Congress Should Avoid Government Shutdown With a Bipartisan Deal to Protect Federal Funding
On April 19, 2017, The Atlantic reported on “How Trump’s First 100 Days Could End in a Government Shutdown.”
Writes Russell Berman, “The historical marker on April 29 will coincide with the expiration of federal funding unless Congress can strike a bipartisan deal in time.”
If Congress does not work out a bipartisan deal around the pending expiration of federal funding, President Trump will spend his 100th day telling the public why his federal government will partially shut down.
On April 28, 2017, most federal government departments will run out of funding. While Congress was on a two-week recess, House and Senate staffers worked on and negotiated a spending bill designed to fund the last five months of the current fiscal year.
“Despite their minority status in Washington, Democrats are feeling bullish about the talks, and the 100-day marker is a big reason why. Still reeling from their failure to repeal the Affordable Care Act, Republican leaders have little appetite for an all-out brawl that could result in a shutdown at a time when they are trying to prove to their constituents they can effectively run the country.”

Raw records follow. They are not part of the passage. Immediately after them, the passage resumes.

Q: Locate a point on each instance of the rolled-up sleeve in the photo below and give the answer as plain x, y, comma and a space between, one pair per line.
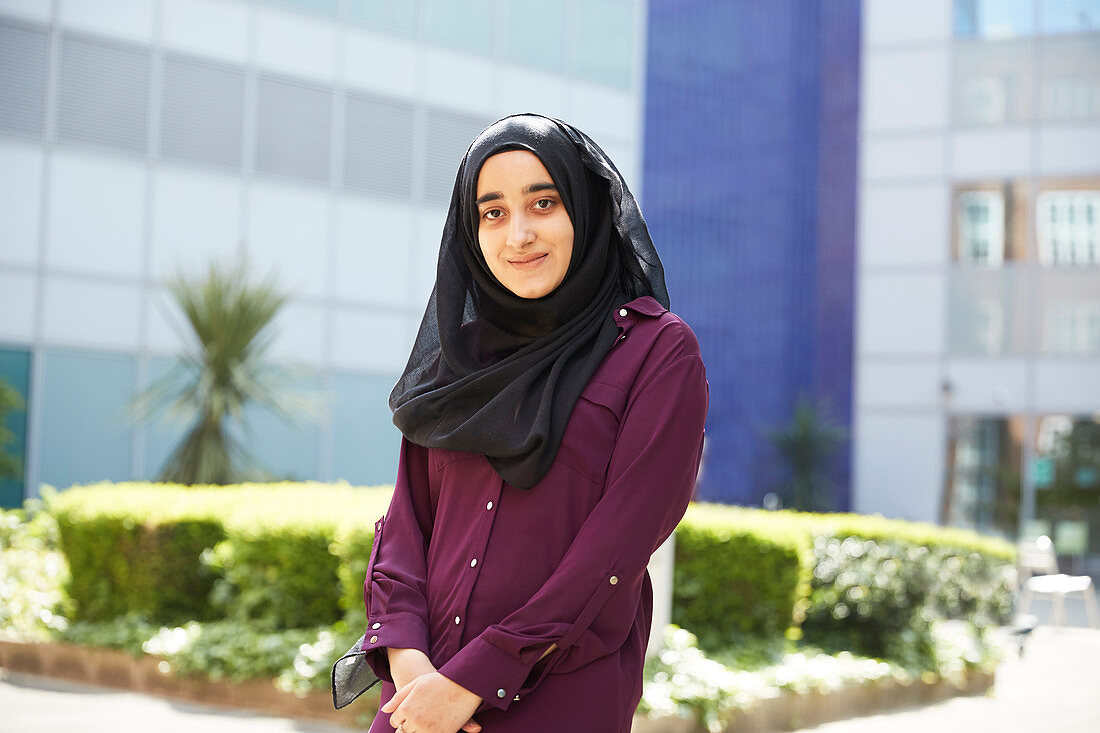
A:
589, 604
394, 588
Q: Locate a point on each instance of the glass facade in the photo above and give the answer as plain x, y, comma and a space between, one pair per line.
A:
750, 197
85, 435
15, 373
314, 134
983, 465
1016, 61
1025, 277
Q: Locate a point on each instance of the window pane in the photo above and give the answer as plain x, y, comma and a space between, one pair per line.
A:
605, 42
987, 312
366, 441
983, 459
1069, 15
1066, 227
992, 83
287, 451
1069, 78
294, 123
1067, 308
466, 23
993, 19
378, 146
536, 33
449, 135
163, 433
200, 115
102, 94
322, 7
385, 14
15, 373
84, 437
23, 80
1066, 471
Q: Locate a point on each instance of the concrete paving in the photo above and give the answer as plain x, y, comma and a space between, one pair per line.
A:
40, 704
1053, 688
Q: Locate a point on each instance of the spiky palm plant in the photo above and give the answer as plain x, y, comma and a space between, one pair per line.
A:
223, 369
806, 445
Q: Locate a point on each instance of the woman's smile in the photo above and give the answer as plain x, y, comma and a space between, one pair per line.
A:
528, 262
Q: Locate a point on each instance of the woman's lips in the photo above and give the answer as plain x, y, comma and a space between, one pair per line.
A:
528, 262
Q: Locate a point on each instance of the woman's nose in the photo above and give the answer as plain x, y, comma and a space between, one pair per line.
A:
520, 231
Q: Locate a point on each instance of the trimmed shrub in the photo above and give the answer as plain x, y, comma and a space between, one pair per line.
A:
737, 571
263, 553
840, 580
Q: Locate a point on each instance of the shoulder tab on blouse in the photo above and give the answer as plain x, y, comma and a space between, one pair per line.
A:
647, 305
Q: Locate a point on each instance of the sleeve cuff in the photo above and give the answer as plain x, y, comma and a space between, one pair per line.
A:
399, 631
494, 676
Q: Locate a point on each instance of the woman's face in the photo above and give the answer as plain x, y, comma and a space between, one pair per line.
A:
524, 230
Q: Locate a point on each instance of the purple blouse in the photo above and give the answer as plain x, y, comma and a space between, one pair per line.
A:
483, 577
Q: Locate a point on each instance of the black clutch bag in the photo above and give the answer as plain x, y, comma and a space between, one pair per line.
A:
352, 676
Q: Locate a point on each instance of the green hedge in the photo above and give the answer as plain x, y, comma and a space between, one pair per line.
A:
853, 581
294, 555
264, 553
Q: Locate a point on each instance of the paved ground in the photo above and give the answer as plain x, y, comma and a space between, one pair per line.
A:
39, 704
1054, 688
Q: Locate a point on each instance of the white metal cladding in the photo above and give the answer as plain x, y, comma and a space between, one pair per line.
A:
447, 139
22, 79
102, 94
201, 112
378, 145
294, 129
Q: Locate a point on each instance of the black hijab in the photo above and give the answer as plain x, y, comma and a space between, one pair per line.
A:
498, 374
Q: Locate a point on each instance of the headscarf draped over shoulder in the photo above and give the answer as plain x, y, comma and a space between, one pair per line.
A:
498, 374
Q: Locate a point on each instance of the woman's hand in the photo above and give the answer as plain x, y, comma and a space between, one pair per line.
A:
432, 703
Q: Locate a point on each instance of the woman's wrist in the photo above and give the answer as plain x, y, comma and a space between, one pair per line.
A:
406, 665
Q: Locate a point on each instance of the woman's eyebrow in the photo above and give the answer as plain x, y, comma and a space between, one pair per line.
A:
527, 189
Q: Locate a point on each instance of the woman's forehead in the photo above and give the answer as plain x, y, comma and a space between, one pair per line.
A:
509, 168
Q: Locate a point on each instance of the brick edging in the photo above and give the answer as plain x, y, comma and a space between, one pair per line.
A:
146, 674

It is believed that Trump will not end up with a spending bill that contains all of his administration’s priorities.
“Democrats have leverage in the negotiations because Republicans will need eight of their votes to clear a filibuster in the Senate and because conservatives in the House have been reluctant in recent years to vote for any bill that appropriates significant amounts of taxpayer money. Democrats are using that power to refuse to grant Trump any of the $1.4 billion he sought to begin development of his signature southern border wall, and Republican leaders have signaled they are content to delay a debate on the issue until Congress considers funding for 2018. Nor is the president likely to see the $18 billion in cuts to domestic programs the White House is seeking this fiscal year to help offset the boost in military spending that Trump wants even more.”
Keeping the government open should be a priority. A government shutdown would have a devastating effect on many government departments including the U.S. Dept. of Housing and Urban Development (HUD.)